Je tournai le regard vers la voix, et vis le visage troublé d'Arian, et derrière elle, Dylan et la guide qui étaient déjà partis et se retournaient pour nous attendre.
« Pardon, c'est juste… »
Je m'excusai auprès d'Arian qui fronçait les sourcils, et nous reprîmes la marche. Bientôt, une porte somptueuse apparut devant nous.
C'était une double porte en bois, ornée de motifs de plantes et de lianes entrelacées, peinte de couleurs vives.
Conformément aux arrangements pris avec Dylan, je sortis la gourde à ma ceinture, et à l'aide d'une paille, je bus d'un trait l'eau de la source sacrée de l'Arbre Couronne du Dragon que j'avais puisée ce matin, en la faisant passer par l'interstice de mon heaume.
Pendant que je faisais ces préparatifs, la guide entra la première, et bientôt la permission d'entrer nous fut donnée depuis l'intérieur.

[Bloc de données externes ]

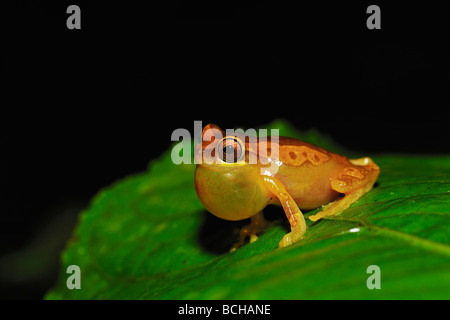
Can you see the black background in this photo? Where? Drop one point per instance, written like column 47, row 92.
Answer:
column 83, row 108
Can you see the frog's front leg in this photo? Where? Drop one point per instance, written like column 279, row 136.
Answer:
column 293, row 213
column 353, row 181
column 257, row 225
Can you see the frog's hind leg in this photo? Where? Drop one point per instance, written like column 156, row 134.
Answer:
column 257, row 225
column 353, row 182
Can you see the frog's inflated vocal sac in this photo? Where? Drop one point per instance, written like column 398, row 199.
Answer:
column 307, row 177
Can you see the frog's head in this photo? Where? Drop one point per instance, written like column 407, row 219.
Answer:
column 228, row 184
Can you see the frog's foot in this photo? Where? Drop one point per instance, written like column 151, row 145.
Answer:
column 256, row 226
column 293, row 213
column 353, row 182
column 295, row 235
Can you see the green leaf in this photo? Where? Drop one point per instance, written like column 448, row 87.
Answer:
column 148, row 237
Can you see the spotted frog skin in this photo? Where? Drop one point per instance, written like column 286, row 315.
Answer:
column 306, row 177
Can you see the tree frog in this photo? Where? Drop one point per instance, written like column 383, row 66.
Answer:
column 307, row 177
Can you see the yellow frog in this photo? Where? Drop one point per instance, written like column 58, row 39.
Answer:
column 307, row 177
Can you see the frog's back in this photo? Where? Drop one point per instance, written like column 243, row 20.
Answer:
column 294, row 152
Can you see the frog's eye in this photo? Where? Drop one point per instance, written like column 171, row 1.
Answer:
column 230, row 150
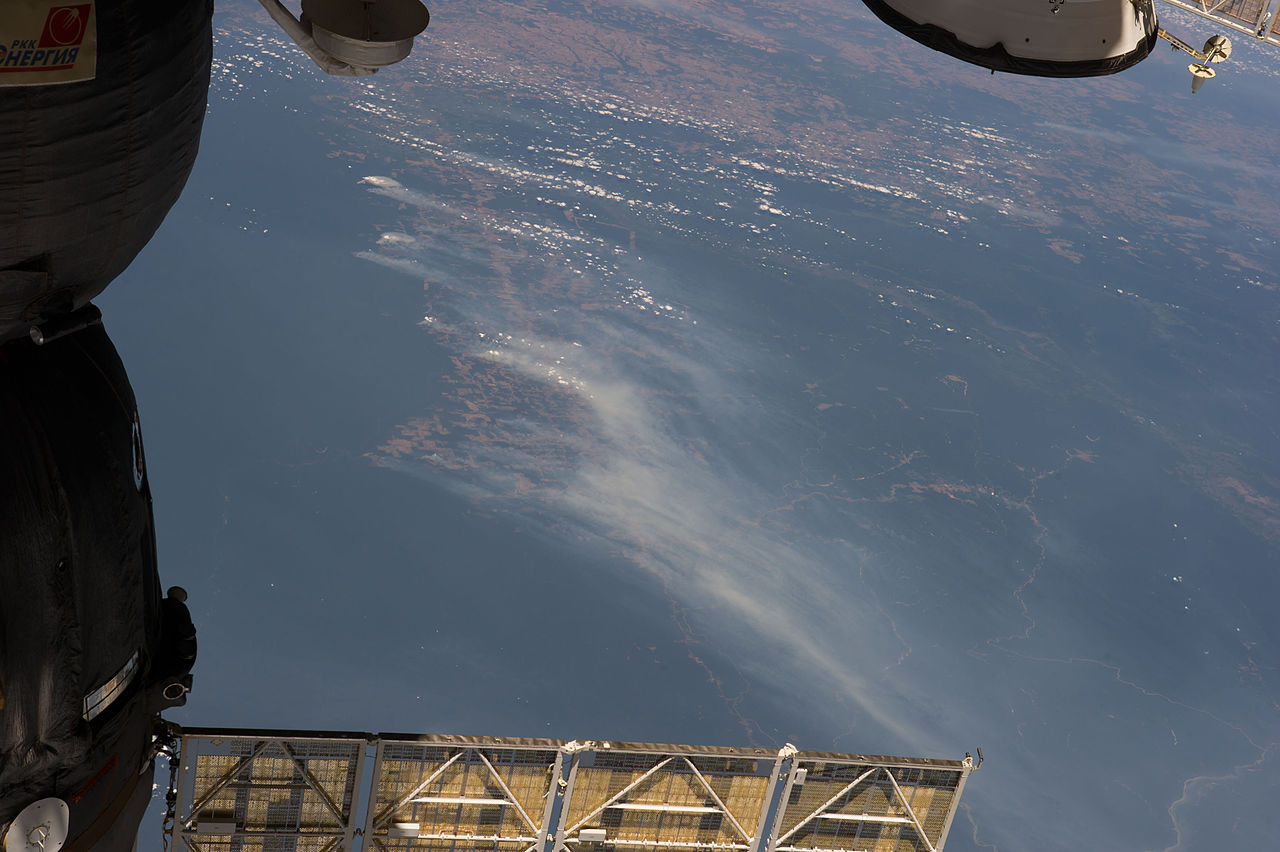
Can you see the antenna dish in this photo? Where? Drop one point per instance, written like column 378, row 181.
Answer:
column 1216, row 49
column 41, row 827
column 366, row 33
column 1200, row 73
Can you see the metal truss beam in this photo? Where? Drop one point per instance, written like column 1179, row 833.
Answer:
column 727, row 784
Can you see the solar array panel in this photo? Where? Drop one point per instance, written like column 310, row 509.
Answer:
column 243, row 791
column 1257, row 18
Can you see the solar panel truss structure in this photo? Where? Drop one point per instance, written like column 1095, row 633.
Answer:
column 1257, row 18
column 246, row 791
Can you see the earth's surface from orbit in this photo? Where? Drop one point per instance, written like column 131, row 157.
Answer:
column 740, row 374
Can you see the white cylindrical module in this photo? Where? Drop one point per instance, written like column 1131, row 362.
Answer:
column 1038, row 37
column 101, row 102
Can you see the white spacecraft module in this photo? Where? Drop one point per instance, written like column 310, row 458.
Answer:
column 1038, row 37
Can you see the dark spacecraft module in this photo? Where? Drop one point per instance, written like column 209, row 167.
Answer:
column 1037, row 37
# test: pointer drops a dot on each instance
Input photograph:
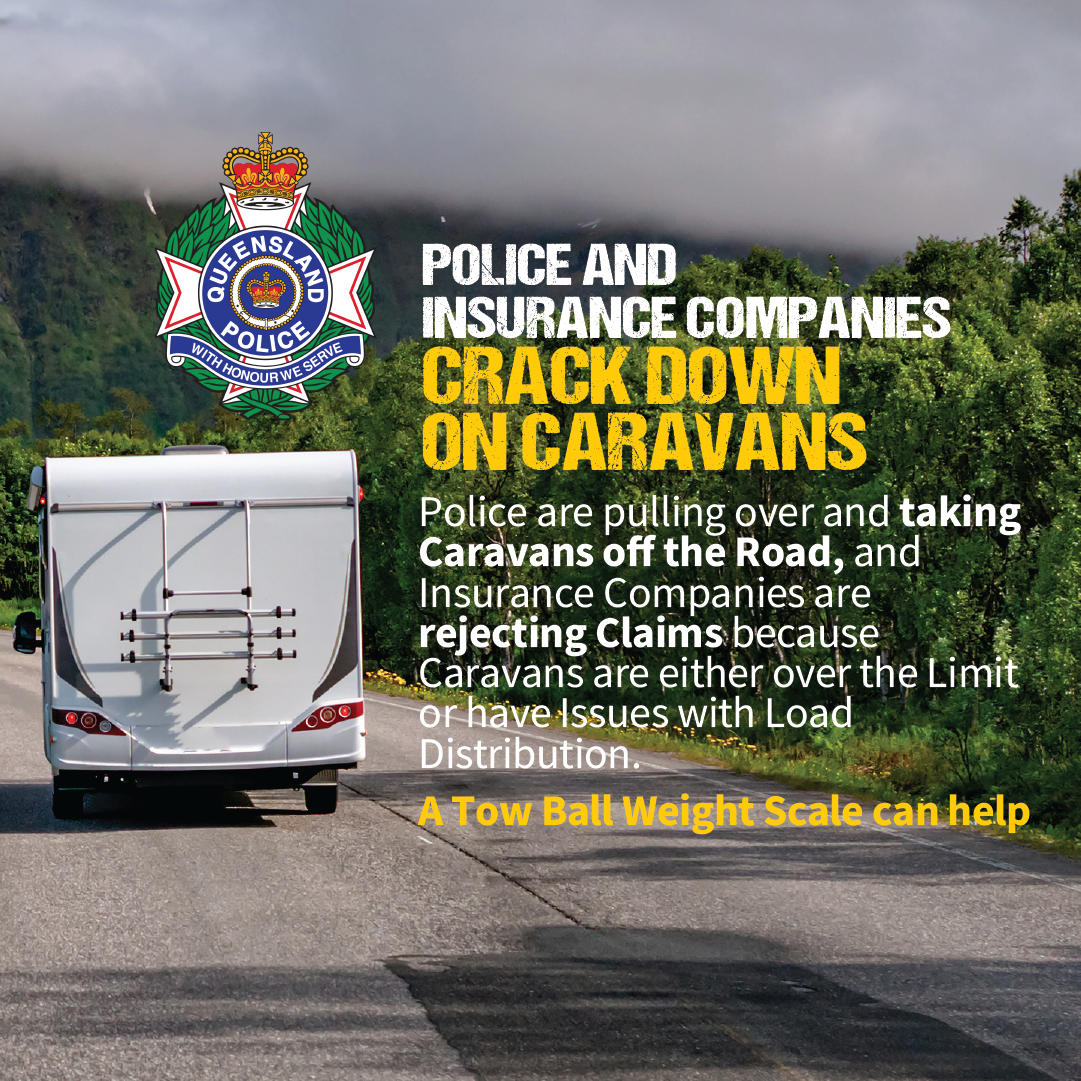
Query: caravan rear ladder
(165, 614)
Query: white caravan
(200, 622)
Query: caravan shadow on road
(26, 808)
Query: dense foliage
(990, 412)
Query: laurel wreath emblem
(202, 230)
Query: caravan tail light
(327, 716)
(91, 723)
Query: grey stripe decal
(67, 661)
(345, 662)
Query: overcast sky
(800, 121)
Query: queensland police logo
(271, 288)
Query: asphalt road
(238, 937)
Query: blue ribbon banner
(348, 347)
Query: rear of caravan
(201, 622)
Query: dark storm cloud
(830, 121)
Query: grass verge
(884, 766)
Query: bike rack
(167, 614)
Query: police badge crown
(270, 287)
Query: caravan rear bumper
(122, 779)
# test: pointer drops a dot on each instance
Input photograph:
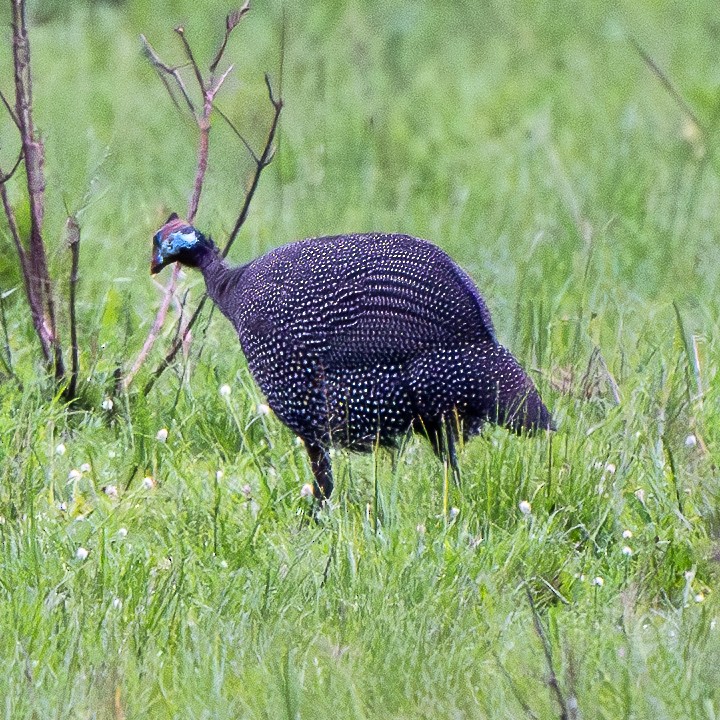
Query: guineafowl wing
(400, 296)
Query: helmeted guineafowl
(358, 339)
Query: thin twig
(8, 107)
(6, 361)
(231, 22)
(73, 234)
(35, 308)
(155, 329)
(547, 650)
(667, 83)
(193, 63)
(265, 159)
(33, 152)
(255, 158)
(4, 177)
(513, 686)
(165, 69)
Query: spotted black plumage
(357, 339)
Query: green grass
(530, 141)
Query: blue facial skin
(169, 249)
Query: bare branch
(218, 83)
(8, 107)
(193, 63)
(164, 69)
(36, 311)
(33, 152)
(155, 329)
(547, 651)
(209, 91)
(255, 158)
(175, 347)
(6, 176)
(73, 238)
(262, 163)
(667, 83)
(231, 22)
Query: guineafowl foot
(322, 470)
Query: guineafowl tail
(514, 401)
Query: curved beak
(157, 261)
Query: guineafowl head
(177, 241)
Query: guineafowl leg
(322, 470)
(442, 435)
(449, 450)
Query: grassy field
(181, 578)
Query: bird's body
(357, 339)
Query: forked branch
(208, 88)
(261, 163)
(30, 251)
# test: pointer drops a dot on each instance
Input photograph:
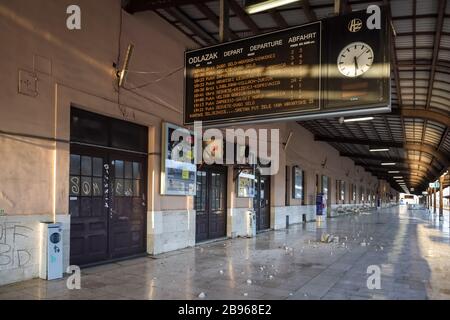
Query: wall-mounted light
(259, 6)
(372, 149)
(122, 74)
(343, 120)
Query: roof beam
(375, 143)
(310, 14)
(278, 18)
(193, 26)
(444, 136)
(207, 12)
(244, 16)
(441, 157)
(134, 6)
(437, 41)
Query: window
(325, 185)
(246, 184)
(85, 184)
(298, 183)
(127, 177)
(342, 190)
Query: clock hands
(356, 64)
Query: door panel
(89, 216)
(261, 202)
(210, 203)
(128, 211)
(107, 205)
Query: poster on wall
(178, 168)
(297, 185)
(246, 184)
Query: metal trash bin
(251, 223)
(51, 264)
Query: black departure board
(268, 77)
(358, 64)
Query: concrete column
(434, 200)
(441, 198)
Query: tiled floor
(411, 247)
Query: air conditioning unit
(51, 262)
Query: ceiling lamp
(343, 120)
(373, 149)
(259, 6)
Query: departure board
(268, 77)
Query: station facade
(67, 129)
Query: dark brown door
(261, 202)
(211, 203)
(107, 205)
(87, 207)
(127, 214)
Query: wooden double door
(211, 203)
(261, 202)
(107, 205)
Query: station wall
(75, 68)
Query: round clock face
(355, 59)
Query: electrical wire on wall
(144, 85)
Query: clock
(355, 59)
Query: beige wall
(81, 73)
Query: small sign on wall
(178, 168)
(28, 83)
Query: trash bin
(51, 264)
(251, 223)
(320, 204)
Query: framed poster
(246, 184)
(266, 77)
(178, 168)
(297, 183)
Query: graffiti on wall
(13, 253)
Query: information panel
(339, 66)
(272, 76)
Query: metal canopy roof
(417, 130)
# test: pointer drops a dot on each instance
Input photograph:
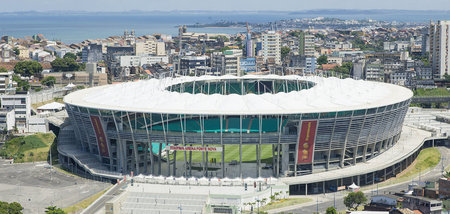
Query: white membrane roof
(328, 95)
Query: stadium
(228, 126)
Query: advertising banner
(306, 142)
(195, 148)
(100, 134)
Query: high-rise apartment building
(439, 48)
(227, 62)
(306, 44)
(271, 47)
(150, 47)
(249, 44)
(92, 53)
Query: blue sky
(289, 5)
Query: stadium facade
(228, 126)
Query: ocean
(76, 27)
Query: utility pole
(442, 163)
(317, 204)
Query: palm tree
(263, 201)
(259, 203)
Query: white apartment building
(271, 47)
(308, 45)
(439, 48)
(21, 105)
(131, 61)
(150, 47)
(6, 82)
(227, 62)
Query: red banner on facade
(306, 142)
(100, 134)
(195, 148)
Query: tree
(70, 56)
(331, 210)
(28, 68)
(54, 210)
(354, 199)
(10, 208)
(322, 60)
(65, 64)
(48, 81)
(284, 52)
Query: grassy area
(28, 148)
(284, 203)
(232, 153)
(84, 203)
(435, 92)
(428, 158)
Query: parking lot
(36, 186)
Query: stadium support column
(149, 143)
(167, 151)
(258, 173)
(122, 153)
(182, 119)
(223, 148)
(134, 145)
(240, 146)
(331, 141)
(280, 122)
(345, 142)
(205, 167)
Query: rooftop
(328, 95)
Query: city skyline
(231, 5)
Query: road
(323, 201)
(36, 186)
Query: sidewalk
(321, 198)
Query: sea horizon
(76, 26)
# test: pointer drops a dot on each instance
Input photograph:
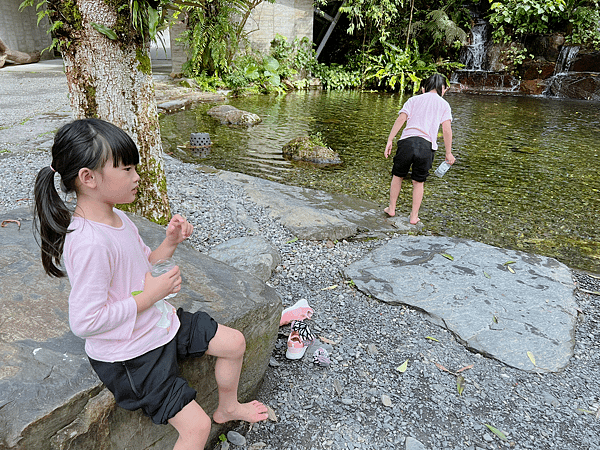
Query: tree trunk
(112, 80)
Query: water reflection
(526, 176)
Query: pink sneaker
(299, 340)
(296, 347)
(299, 311)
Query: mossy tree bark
(110, 77)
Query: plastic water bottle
(160, 267)
(442, 169)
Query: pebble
(368, 341)
(236, 438)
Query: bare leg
(395, 187)
(229, 345)
(418, 188)
(193, 426)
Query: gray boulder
(49, 396)
(228, 114)
(252, 254)
(304, 148)
(504, 304)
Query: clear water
(527, 175)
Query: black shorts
(414, 151)
(151, 381)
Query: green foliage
(318, 139)
(396, 69)
(215, 34)
(255, 71)
(578, 19)
(524, 17)
(444, 30)
(584, 20)
(336, 76)
(294, 58)
(208, 83)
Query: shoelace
(303, 331)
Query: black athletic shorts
(414, 151)
(151, 381)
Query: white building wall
(19, 29)
(290, 18)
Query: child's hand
(157, 288)
(179, 229)
(388, 149)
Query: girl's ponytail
(84, 143)
(52, 218)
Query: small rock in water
(236, 438)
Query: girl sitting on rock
(111, 304)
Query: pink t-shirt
(425, 112)
(105, 265)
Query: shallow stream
(527, 175)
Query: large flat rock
(473, 293)
(49, 396)
(316, 215)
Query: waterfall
(565, 59)
(561, 69)
(474, 55)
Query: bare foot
(413, 222)
(251, 412)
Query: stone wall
(289, 18)
(19, 29)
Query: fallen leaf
(327, 341)
(465, 368)
(402, 368)
(460, 384)
(328, 288)
(589, 292)
(497, 432)
(531, 357)
(386, 400)
(439, 366)
(338, 386)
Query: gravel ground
(363, 400)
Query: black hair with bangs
(84, 143)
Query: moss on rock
(304, 148)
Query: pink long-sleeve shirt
(105, 266)
(425, 114)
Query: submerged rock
(305, 149)
(228, 114)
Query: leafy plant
(397, 69)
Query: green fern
(444, 29)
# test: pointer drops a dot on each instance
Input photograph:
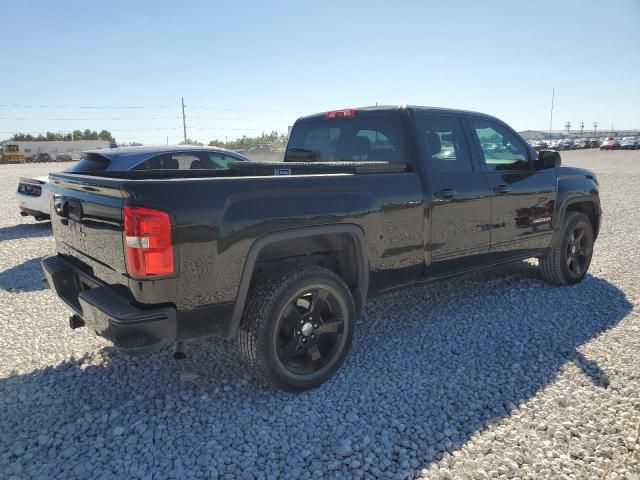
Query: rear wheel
(570, 256)
(297, 327)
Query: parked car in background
(566, 144)
(629, 143)
(610, 143)
(539, 145)
(42, 157)
(33, 193)
(583, 143)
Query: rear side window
(443, 142)
(365, 138)
(90, 162)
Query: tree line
(75, 135)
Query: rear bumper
(108, 312)
(25, 212)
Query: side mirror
(548, 159)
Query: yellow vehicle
(11, 153)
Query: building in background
(25, 151)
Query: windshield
(369, 137)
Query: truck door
(459, 199)
(522, 199)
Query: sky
(244, 67)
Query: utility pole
(184, 122)
(553, 95)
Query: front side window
(501, 149)
(444, 144)
(372, 138)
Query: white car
(33, 196)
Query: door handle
(445, 194)
(502, 189)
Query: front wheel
(297, 327)
(570, 255)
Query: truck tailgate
(86, 216)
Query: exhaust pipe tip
(75, 322)
(178, 350)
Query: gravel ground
(485, 376)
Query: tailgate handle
(60, 205)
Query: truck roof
(383, 108)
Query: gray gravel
(478, 377)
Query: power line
(115, 107)
(89, 119)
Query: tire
(568, 252)
(288, 338)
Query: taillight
(148, 248)
(348, 113)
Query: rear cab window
(90, 162)
(187, 161)
(367, 136)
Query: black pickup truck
(282, 256)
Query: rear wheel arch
(588, 208)
(310, 245)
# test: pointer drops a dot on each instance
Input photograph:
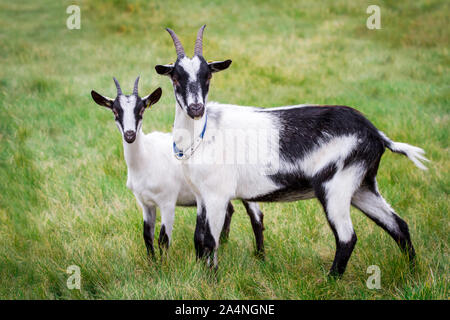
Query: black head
(128, 109)
(191, 76)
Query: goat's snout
(196, 110)
(129, 136)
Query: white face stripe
(129, 120)
(191, 67)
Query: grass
(63, 199)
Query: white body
(155, 177)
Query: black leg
(226, 225)
(257, 221)
(149, 214)
(372, 204)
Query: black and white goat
(154, 175)
(327, 152)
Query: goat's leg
(210, 220)
(149, 215)
(335, 195)
(165, 234)
(256, 218)
(373, 205)
(226, 225)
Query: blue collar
(179, 154)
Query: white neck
(186, 129)
(134, 153)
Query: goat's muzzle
(129, 136)
(196, 110)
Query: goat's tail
(415, 154)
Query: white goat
(154, 175)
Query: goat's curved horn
(136, 83)
(177, 43)
(199, 42)
(119, 90)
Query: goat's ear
(164, 69)
(152, 98)
(216, 66)
(102, 100)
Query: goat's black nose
(196, 110)
(129, 136)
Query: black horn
(136, 83)
(119, 90)
(177, 43)
(199, 42)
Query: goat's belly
(186, 198)
(285, 195)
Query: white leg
(167, 219)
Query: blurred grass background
(63, 199)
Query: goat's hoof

Nous franchîmes la porte, Dylan en tête.
L'intérieur, à l'opposé de l'ostentation de la porte, avait une atmosphère calme, avec peu de décorations ou de meubles luxueux.
La pièce semblait assez spacieuse, et ce qui y avait le plus de présence, c'était une énorme table ronde placée au centre, autour de laquelle onze hommes et femmes étaient assis.
Ni place d'honneur ni place basse, c'était sans doute une réunion à la table ronde.
La plupart des assis étaient des elfes, mais on y voyait aussi ce qui semblait être un guerrier dark elf au regard sévère, et l'un de ces nains aperçus tout à l'heure en ville.
Au vu du nombre de personnes assises, ils devaient être ceux qui se tiennent au sommet de la Grande Forêt du Canada —
C'est-à-dire, les dix grands anciens et le chef de clan de troisième génération.
Ils nous regardèrent entrer, et commencèrent à échanger des mots entre ceux dont les places étaient voisines.
Je compris que la plupart de leurs regards étaient dirigés vers moi, mais vu mon apparence de chevalier en armure intégrale, c'était inévitable. Ici, je n'avais d'autre choix que de rester silencieux et de servir de sujet de conversation.
« Cela fait longtemps — enfin, pas tant que ça, hein, grand ancien Dylan. »
C'est ainsi que la première voix s'éleva dans l'assemblée bruyante. Elle venait d'un elfe assis au fond de la salle.